As part of the MBID Mapper, our technology that maps incoming listens to MusicBrainz IDs, we have a tool called the metadata cleaner (was metadata detuner). It attempts to clean metadata from the seemingly random cruft that gets added to recording names.
For instance:
“For The Love feat. Amy True” may not get matched in the database, but if we remove the feat. portion and try to look up “For The Love” that has a greater chance of matching in our mapping. I’ve spent some time looking at the text for recordings trying to find cases that we should clean up and then implemented that cleaning process.
So far, I am pretty happy with it, but I would love it if we could crowdsource the spot checking of this result. If you feel like helping out and have a few minutes, please open this 22Mb file:
Don’t open the file in google docs, its too big for that to work – just take a look in the preview. Read the introduction at the top of the file and follow the instructions there.
Please leave comments/questions here.
Once this is debugged it will be included in the production ListenBrainz mapper so that it will hopefully improve its accuracy around these crufty recordings.
Thanks for this feedback – good stuff. I’ll go over it in detail a bit later.

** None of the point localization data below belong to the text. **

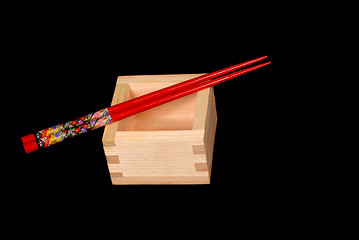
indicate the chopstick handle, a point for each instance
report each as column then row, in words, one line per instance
column 59, row 132
column 92, row 121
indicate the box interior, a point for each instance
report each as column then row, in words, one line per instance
column 175, row 115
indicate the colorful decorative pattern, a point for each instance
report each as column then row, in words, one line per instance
column 58, row 133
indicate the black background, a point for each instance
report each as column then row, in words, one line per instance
column 61, row 73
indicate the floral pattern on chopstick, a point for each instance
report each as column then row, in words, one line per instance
column 73, row 128
column 71, row 124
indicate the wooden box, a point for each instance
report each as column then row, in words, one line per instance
column 169, row 144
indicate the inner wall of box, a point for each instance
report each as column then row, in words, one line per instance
column 175, row 115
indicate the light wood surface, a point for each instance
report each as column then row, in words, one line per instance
column 169, row 144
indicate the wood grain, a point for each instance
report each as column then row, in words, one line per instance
column 169, row 144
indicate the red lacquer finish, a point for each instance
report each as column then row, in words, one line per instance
column 120, row 111
column 178, row 87
column 170, row 97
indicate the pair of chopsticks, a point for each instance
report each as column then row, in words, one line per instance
column 103, row 117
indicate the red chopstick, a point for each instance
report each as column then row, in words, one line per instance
column 170, row 97
column 139, row 100
column 179, row 86
column 103, row 117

But, there is one thing I should’ve mentioned: It is ok to do too much or too little cleaning for some cases. The way this is used is a fall back for when the default matching doesn’t work. If the cleaning butchers the metadata beyond repair, it will simply not match anything at all, and the secondary lookup fails – this is ok. Our goal in this case is to try and get as many cases to be cleaned correctly, while trying to keep the incorrect (too much/too little) as low as possible.
That said a fair number of the things you seen won’t be fixed, but a few are clear improvements to make.
Great to hear, my first concern was that we would be incorrectly matching heaps of stuff like:
“More to Life (Jn Radio Edit)”
To the album track “More to Life” by default
I suspect we’ll still get some negative feedback, but let’s see. Now that emergency manual re-linking is nice and smooth that’ll help.
Some things I found that stood out for some reason, take or leave as you please:
(You're So Square) Baby I Don't Care (Movie Edit, 2013, Take 16/2021, Take 6) Binaural → (You're So Square) Baby I Don't Care (Movie Edit,
(seems a weird place to cut)
(a) Cuban Love Song / (b) Honolulu Eyes → (a) Cuban Love Song
(medley) I Heard the Bells on Christmas Day / Silver Bells → (medley) I Heard the Bells on Christmas Day
(we should be careful matching multiple songs/medleys to just the first song)
-10 on the Care-Meter → -10 on the Care
264 - Das Herz → 264
(a lot of ‘-’ causing trouble/early cuts)
2 Pièces froides: No 2 - Danses de travers → 2 Pièces froides: No 2
2000-01-14: Programme 2, “Cherie Blair Meets Columbo” → 2000
(all correctly tagged broadcasts will be cut off like this)
28. Arioso (Soprano/Sopran) : Behold And See If There Be Any Sorrow → 28. Arioso (Soprano
(perhaps it’s sometimes better to cut the start rather than anything following)
3 (Joshua Treble remix) → 3
(naturally there’s a lot of this sort of thing, hopefully there is a safeguard to make sure a ton of recordings aren’t auto-matched to a specific search result for ‘[number]’ etc. We might end up with some strange ‘most popular tracks’)
That’s all my eyeballs can take for now. I don’t need feedback on any of these fyi @mayhem, hopefully some are helpful.